What Does the Information Source Tell You About Itself? Please note: If you need to request accommodations with content linked to on this types of formats for research papers, on the basis of a disability, please contact Disability Services by emailing them at Disability. Requests for accommodations should be submitted as early as possible to allow for sufficient planning. Here are some common information source types with descriptions of how current their information usually is, what kind of information is contained in them, and where to find them.

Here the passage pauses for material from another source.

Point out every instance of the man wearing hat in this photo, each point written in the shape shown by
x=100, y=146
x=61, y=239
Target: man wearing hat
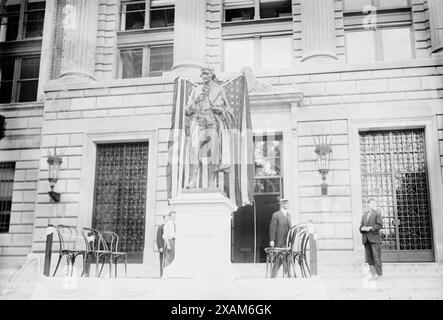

Currency: Current within a few months to a few years of publication. Look at the list of references used. What is the most recent date you can find? That should tell you when they stopped researching and started writing. Type of Information: Most recent research within the subject of the journal. Scholarly journal articles are important in all academic subject areas, but especially in the sciences, where most researchers do not write books.
Where to Find: Print journals are delivered to subscribers and libraries. Some journals are Open Access and make all their content online for free. Some journals allow authors to keep a copy of their articles online in a repository and you can usually find these through Google Scholar. Those subscriptions make millions of articles available to users at those institutions. Currency: News magazine articles should be current within a few days to a few months of publication. But many magazine articles are based on scholarly articles, so their information is not as new.
Non-scholarly articles about topics of interest within the subject of the magazine. Where to Find: Print magazines are delivered to homes and libraries. Some magazines have an online presence, but access to older articles may require a subscription. Some library databases have full-text articles from magazines. Currency: Current within a few minutes to a day of publication.
Corrections made after the fact can change content later. Type of Information: Current events and editorials. Where to Find: Print newspapers are delivered to homes and libraries. Many newspapers have an online presence but access to older articles may require a subscription.
Libraries can subscribe to newspaper databases. Currency: Information may be two or three years old. Type of Information: Scholarly research on a topic. Not as recent as a journal article, but may address a whole subject rather than just a piece of it. Monographs are very important in the humanities. Where to Find: Monographs are primarily available through academic libraries.
Some are in print, some are e-books. Other books take two or more years to get to print, and the research may be even older. Type of Information: Non-scholarly information and opinion. Where to Find: Nonfiction books are found in bookstores and mainly public libraries. Nonfiction books on academically relevant topics that are of reasonably high quality are also collected by academic libraries.